Hiutale

Onion boy projects ( 2026-03-28 )

Work on Som has progressed well, i'll summarize below, but my main focus is to look forward, to apply the lessons learned, and expound on the need for a new language at the c level. And bejond that, feelings about Futamuras projection.

Som-st in go

This time, also to save time, i decided on Transpiling, not compiling. I landed on go, mostly because of the built in gc. Rust was thought about (too complicated), while c++ was, although it could have been a good fit. Maybe it should have been crystal, but that didn't come up in time. Progress was fast, currently basics work, like calling, integers, blocks and some primitives.

I tried transpiling because i noticed in the previous iteration that much of the work looked so very simmilar to to a static language. Ie i was translating ruby into what was basically ifs, calls and switch statements. And now i just translated som into the same, just as go text. It really works very well, but there are clear limitations. These might not matter for SOM so much, but will for ruby.

The main problem is that SOM is just a little too simple. Apart from the unfamiliar block syntax, it really is very similar to c++. Ie in the examples and tests there is basically no metaprogramming, no true dynamic behaviour. This is good for the current approach, as i don't think i could extend the transpiling to run-time. So it proves the static language "theory", that a dynamic language needs to be expressed in a lower, static, form. But also points strongly to the need for a new tool, hence this post.

The natural hieracy of languages (the onion part)

I just want to expand on that last point before going forward. For me languages up to now come in distinctly layers varients. (The numers are just for reference, not a definition)

  • 1 - Binary. Not many program in this anymore, but this is still the lowest level, and the only one for which we actually have physical machines
  • 2 - Assembler, meaning anything that can be directly and unambigously translated into binary. This does not neccessarily have to have an external text representation, but it is a neccessary layer, so we can generate the binary.
  • 3 - Static languages like C, go, rust and soo many others. They translate very directly into assembler. There is no (or hardly any) dynamic behaviou at run-time, no ambiguities.
  • 4 - Dynamic languages like ruby, phython, javascript, smalltalk. No type system (ducks are involved apparently ), dynamic method resolution, closures you can pass around and loading code and changing code at run-time.
  • Up to now, dynamic languages have been interpreted to implement the dynamic nature. The point i want to make is that this is because of the lack in the layer below. Ie, it is perfectly possible to translate a dynamic language into a static one. In fact i claim that it is even neccessary at a mental level to bridge the levels of abstraction. Ie your need to peel the onion one layer at a time. But it has not been done in a real way, ie with two existing languages (like ruby and c, or js and go), because the build system of static languages are not made for it.

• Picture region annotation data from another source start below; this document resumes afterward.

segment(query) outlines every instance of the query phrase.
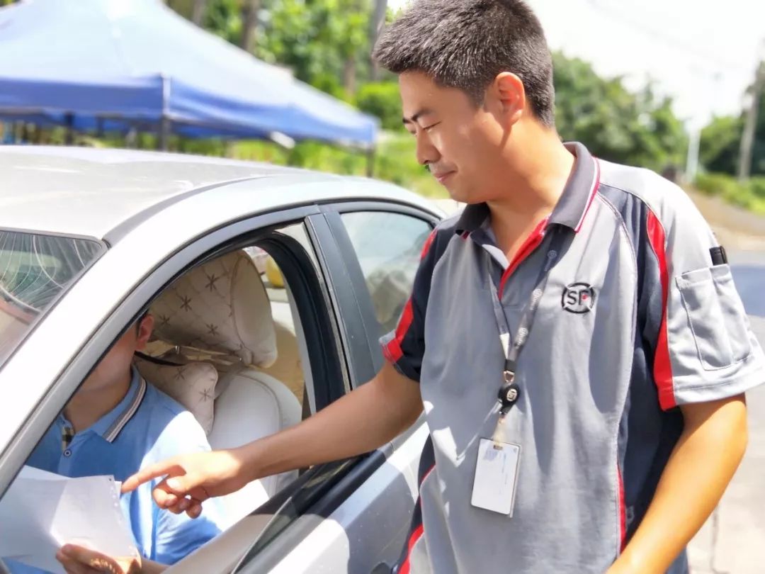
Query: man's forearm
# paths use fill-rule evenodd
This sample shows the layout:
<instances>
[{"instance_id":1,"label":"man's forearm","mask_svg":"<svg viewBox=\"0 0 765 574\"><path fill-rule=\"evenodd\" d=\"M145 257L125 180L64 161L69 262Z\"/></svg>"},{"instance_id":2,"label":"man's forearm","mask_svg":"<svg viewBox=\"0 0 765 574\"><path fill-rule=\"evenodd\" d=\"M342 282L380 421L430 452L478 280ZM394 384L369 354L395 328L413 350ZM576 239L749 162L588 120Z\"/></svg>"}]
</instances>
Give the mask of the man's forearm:
<instances>
[{"instance_id":1,"label":"man's forearm","mask_svg":"<svg viewBox=\"0 0 765 574\"><path fill-rule=\"evenodd\" d=\"M708 518L733 478L747 444L743 396L694 408L683 410L685 428L653 500L609 574L665 572Z\"/></svg>"},{"instance_id":2,"label":"man's forearm","mask_svg":"<svg viewBox=\"0 0 765 574\"><path fill-rule=\"evenodd\" d=\"M377 448L422 410L417 383L386 364L380 373L314 416L236 449L249 481Z\"/></svg>"}]
</instances>

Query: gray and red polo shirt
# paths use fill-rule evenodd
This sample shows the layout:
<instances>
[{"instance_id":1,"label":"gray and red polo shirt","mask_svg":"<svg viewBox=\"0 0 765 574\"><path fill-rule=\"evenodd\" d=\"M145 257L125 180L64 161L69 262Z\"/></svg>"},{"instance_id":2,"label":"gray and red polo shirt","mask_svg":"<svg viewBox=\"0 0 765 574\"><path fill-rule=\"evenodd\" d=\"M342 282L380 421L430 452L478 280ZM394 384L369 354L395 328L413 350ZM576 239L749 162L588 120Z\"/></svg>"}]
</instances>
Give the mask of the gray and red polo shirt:
<instances>
[{"instance_id":1,"label":"gray and red polo shirt","mask_svg":"<svg viewBox=\"0 0 765 574\"><path fill-rule=\"evenodd\" d=\"M680 405L765 381L717 241L685 192L568 144L574 171L513 261L483 204L427 242L383 352L421 384L431 439L406 572L603 572L651 502L682 430ZM565 234L518 362L503 425L521 445L513 517L470 504L504 354L490 281L515 332L552 231ZM670 572L688 571L685 553Z\"/></svg>"}]
</instances>

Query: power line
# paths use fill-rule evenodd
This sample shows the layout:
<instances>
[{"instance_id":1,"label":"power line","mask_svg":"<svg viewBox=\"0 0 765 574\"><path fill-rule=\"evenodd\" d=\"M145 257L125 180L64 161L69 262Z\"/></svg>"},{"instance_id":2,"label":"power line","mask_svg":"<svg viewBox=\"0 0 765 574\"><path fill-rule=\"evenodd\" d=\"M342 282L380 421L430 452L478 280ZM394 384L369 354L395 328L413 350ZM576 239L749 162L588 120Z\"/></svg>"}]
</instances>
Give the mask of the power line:
<instances>
[{"instance_id":1,"label":"power line","mask_svg":"<svg viewBox=\"0 0 765 574\"><path fill-rule=\"evenodd\" d=\"M706 62L715 62L717 64L716 70L719 68L737 68L740 70L744 69L744 66L742 66L739 63L734 63L732 61L728 61L720 58L718 56L707 53L702 50L699 50L696 46L691 44L687 44L679 41L677 38L670 36L666 33L660 32L656 28L646 24L644 21L640 20L630 18L626 15L623 11L614 9L613 5L607 5L601 2L601 0L586 0L587 3L589 4L592 8L595 8L601 14L607 16L612 20L617 20L621 21L623 24L627 24L627 25L632 27L633 28L638 30L641 33L646 36L649 36L654 40L658 40L663 44L669 46L672 46L676 50L685 52L688 54L692 55L697 58L703 60Z\"/></svg>"}]
</instances>

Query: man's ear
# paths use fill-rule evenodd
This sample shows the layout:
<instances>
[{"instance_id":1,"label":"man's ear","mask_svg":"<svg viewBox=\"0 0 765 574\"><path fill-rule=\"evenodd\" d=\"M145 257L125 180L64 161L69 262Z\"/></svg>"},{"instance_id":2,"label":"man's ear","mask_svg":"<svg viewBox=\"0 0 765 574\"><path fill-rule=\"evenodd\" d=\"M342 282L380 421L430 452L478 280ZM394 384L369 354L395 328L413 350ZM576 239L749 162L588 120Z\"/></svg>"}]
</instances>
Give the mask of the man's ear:
<instances>
[{"instance_id":1,"label":"man's ear","mask_svg":"<svg viewBox=\"0 0 765 574\"><path fill-rule=\"evenodd\" d=\"M526 88L522 80L512 72L502 72L488 89L489 96L496 102L507 127L517 123L526 111Z\"/></svg>"},{"instance_id":2,"label":"man's ear","mask_svg":"<svg viewBox=\"0 0 765 574\"><path fill-rule=\"evenodd\" d=\"M138 336L135 341L136 351L143 351L154 331L154 315L147 315L138 322Z\"/></svg>"}]
</instances>

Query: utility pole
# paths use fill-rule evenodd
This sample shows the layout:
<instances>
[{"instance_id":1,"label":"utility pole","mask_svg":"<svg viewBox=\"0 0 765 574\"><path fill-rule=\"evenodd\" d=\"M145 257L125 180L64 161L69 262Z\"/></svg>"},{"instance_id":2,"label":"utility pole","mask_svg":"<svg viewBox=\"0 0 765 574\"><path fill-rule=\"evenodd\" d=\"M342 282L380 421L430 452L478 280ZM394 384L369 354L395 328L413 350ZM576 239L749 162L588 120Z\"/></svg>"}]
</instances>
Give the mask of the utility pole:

    In other words it is not the static language that makes the transpiling impossible, but the existing compilers (and linkers) assumption that after compiling that's that, no more change. There are other reasons i think we need a new languge, but this is that main one. Off course one could use llvm, but that is too much and too little.

Kide (crystal in finnish)

Ok, so we may need a new language to extend the build into runtime. Lets just specify that a bit more and move on tho the other reasons. (Then the name issue)

  • To compile (and link) at runtime, means it has to be self hosted, so we can compile the comiler into the binary.
  • Also we would need to link at run-time, ie resolve references to (rt) exsting objects, not constant, future, (ct) objects.
  • We would want a coherent memory model for all layers.
  • We would want a calling convention that will make sense in the dynamic layer.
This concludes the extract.